Dem Zeugen steht ein Zeugnisverweigerungsrecht gem. § 4 InsO i.V.m. § 383 Abs. 1 Nr. 6 ZPO nicht zu.
Nach Eröffnung des Verfahrens kann der Insolvenzverwalter, auf den gem. § 80 InsO die Verwaltung- und Verfügungsmacht übergeht, einen Zeugen gem. § 383 Abs. 1 Nr. 6 ZPO von der Verschwiegenheitspflicht entbinden (FK-InsO/Schmerbach § 5 Rz. 14). Wird im Eröffnungsverfahren ein so genannter "starker" vorläufiger Insolvenzverwalter bestellt, auf den gem. § 22 Abs. 1 Satz 1 InsO die Verwaltungs- und Verfügungsbefugnis übergeht, so steht diesem diese Befugnis ebenfalls zu (HK-InsO/Kirchhoff § 5 Rz. 15). Den so genannten "schwachen" vorläufigen Insolvenzverwalter gem. § 22 Abs. 2 InsO kann das Insolvenzgericht ermächtigen, Auskünfte u.a. bei Kreditinstituten einzuholen (HK-InsO/Kirchhoff § 5 Rz. 15, § 22 Rz. 31; FK-InsO/Schmerbach § 5 Rz. 14). Rechtsgrundlage für die Ermächtigung des "schwachen" vorläufigen Insolvenzverwalters ist die Vorschrift des § 21 Abs. 1 Satz 1 InsO (AG Duisburg NZI 2000, 606; FK-InsO/Schmerbach § 5 Rz. 14).
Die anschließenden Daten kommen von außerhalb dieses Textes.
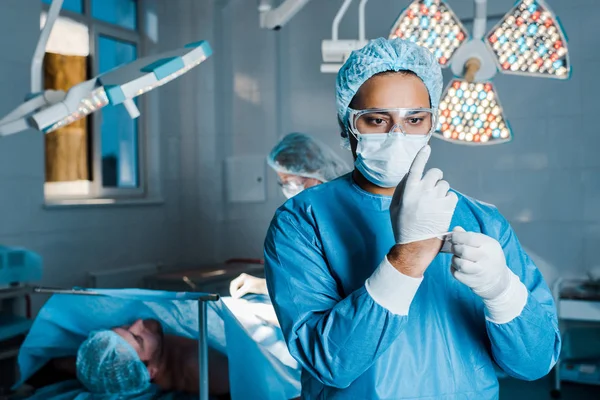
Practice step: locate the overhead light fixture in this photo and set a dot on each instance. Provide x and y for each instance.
(49, 110)
(275, 18)
(335, 51)
(530, 41)
(471, 113)
(431, 24)
(120, 86)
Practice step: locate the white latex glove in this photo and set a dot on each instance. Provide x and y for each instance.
(479, 263)
(244, 284)
(422, 206)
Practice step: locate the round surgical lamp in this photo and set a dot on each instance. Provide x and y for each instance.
(528, 41)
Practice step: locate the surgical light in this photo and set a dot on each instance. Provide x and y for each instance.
(470, 113)
(529, 40)
(336, 51)
(431, 24)
(49, 110)
(120, 86)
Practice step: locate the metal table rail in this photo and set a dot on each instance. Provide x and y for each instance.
(576, 300)
(201, 298)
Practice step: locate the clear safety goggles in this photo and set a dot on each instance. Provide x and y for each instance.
(407, 121)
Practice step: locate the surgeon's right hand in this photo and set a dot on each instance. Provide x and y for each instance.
(244, 284)
(421, 210)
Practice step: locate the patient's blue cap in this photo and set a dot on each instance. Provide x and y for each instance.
(107, 364)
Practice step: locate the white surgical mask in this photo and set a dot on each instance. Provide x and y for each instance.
(384, 159)
(290, 189)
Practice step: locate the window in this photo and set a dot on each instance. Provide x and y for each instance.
(101, 156)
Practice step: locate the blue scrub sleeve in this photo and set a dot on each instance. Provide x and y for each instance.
(335, 339)
(528, 346)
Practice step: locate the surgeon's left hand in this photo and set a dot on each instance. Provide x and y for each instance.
(480, 264)
(245, 284)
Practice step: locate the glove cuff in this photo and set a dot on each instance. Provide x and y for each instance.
(391, 289)
(509, 304)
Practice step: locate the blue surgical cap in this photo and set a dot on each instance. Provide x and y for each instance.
(381, 55)
(107, 364)
(302, 155)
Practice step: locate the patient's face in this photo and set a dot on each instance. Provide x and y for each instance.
(145, 336)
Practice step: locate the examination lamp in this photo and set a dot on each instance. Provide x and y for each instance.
(275, 18)
(431, 24)
(470, 113)
(335, 51)
(527, 41)
(530, 41)
(51, 109)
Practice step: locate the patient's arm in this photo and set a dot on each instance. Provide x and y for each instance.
(55, 370)
(183, 368)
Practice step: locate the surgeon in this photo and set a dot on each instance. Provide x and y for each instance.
(369, 305)
(300, 162)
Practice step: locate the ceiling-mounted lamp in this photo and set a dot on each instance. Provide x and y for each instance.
(335, 51)
(470, 110)
(431, 24)
(528, 41)
(48, 110)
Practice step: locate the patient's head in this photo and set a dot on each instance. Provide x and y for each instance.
(146, 338)
(122, 360)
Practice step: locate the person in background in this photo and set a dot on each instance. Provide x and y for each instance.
(300, 162)
(125, 360)
(372, 302)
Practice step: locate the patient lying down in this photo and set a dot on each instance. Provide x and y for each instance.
(126, 359)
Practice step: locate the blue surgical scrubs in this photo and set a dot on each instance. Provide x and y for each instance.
(321, 247)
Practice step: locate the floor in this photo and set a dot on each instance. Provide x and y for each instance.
(512, 389)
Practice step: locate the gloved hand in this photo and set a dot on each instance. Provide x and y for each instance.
(479, 263)
(422, 206)
(244, 284)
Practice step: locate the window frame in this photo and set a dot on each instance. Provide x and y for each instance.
(96, 28)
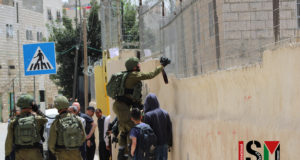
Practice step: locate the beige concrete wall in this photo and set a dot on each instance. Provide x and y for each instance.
(212, 112)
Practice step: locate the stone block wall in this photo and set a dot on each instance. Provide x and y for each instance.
(11, 55)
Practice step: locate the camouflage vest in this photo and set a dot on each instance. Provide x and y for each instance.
(116, 87)
(70, 133)
(25, 131)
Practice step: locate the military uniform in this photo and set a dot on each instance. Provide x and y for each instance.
(24, 152)
(56, 138)
(121, 107)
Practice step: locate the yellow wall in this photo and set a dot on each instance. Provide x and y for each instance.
(212, 112)
(102, 100)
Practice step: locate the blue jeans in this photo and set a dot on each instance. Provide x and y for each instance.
(161, 152)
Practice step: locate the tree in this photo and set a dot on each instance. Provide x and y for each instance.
(130, 25)
(94, 32)
(66, 40)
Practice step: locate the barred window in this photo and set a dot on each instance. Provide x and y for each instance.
(9, 31)
(29, 35)
(49, 14)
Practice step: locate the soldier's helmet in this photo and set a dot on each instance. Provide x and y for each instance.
(61, 102)
(131, 63)
(25, 101)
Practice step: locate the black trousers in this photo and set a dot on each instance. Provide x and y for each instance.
(90, 151)
(103, 153)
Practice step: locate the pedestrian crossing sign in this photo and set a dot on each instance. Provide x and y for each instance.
(39, 59)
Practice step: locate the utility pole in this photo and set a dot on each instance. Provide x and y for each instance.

Auf Grund der Vorschrift des § 21 Abs. 1 Satz 1 InsO kann auch bei Bestellung eines Sachverständigen das Insolvenzgericht darüber hinaus anordnen, dass der Sachverständige Auskünfte u.a. von Kreditinstituten einholen kann mit der Folge, dass die Vorschrift des § 383 Abs. 1 Nr. 6 ZPO nicht gilt. Entgegen der von Huber (InsO 2001, 289, 291) vertretenen Auffassung fällt eine derartige Anordnung unter den Begriff der Sicherungsmaßnahme im Sinne des § 21 Abs. 1 InsO. Die Vorschrift enthält eine Generalklausel und ist weit auszulegen. Im Übrigen setzt die Anordnung einer Maßnahme gem. § 21 Abs. 1 InsO - entgegen der von Huber a.a.O. geäußerten Ansicht - nicht voraus, dass ein vorläufiger Insolvenzverwalter bestellt ist. Bei der Bestellung eines vorläufigen Insolvenzverwalters handelt es sich nur um eine der möglichen Sicherungsmaßnahmen, wie sich aus dem Wortlaut des § 21 Abs. 2 InsO (insbesondere) ergibt. Daher kann der Sachverständige gem. § 21 Abs. 1 InsO ermächtigt werden, Auskünfte über die Vermögenslage des Schuldners einzuholen (FK-InsO/Schmerbach § 22 Rz. 57 a; ähnlich HK-InsO/Kirchhoff § 5 Rz. 13; a.A. BK-Goetsch§5Rz. 14 a E).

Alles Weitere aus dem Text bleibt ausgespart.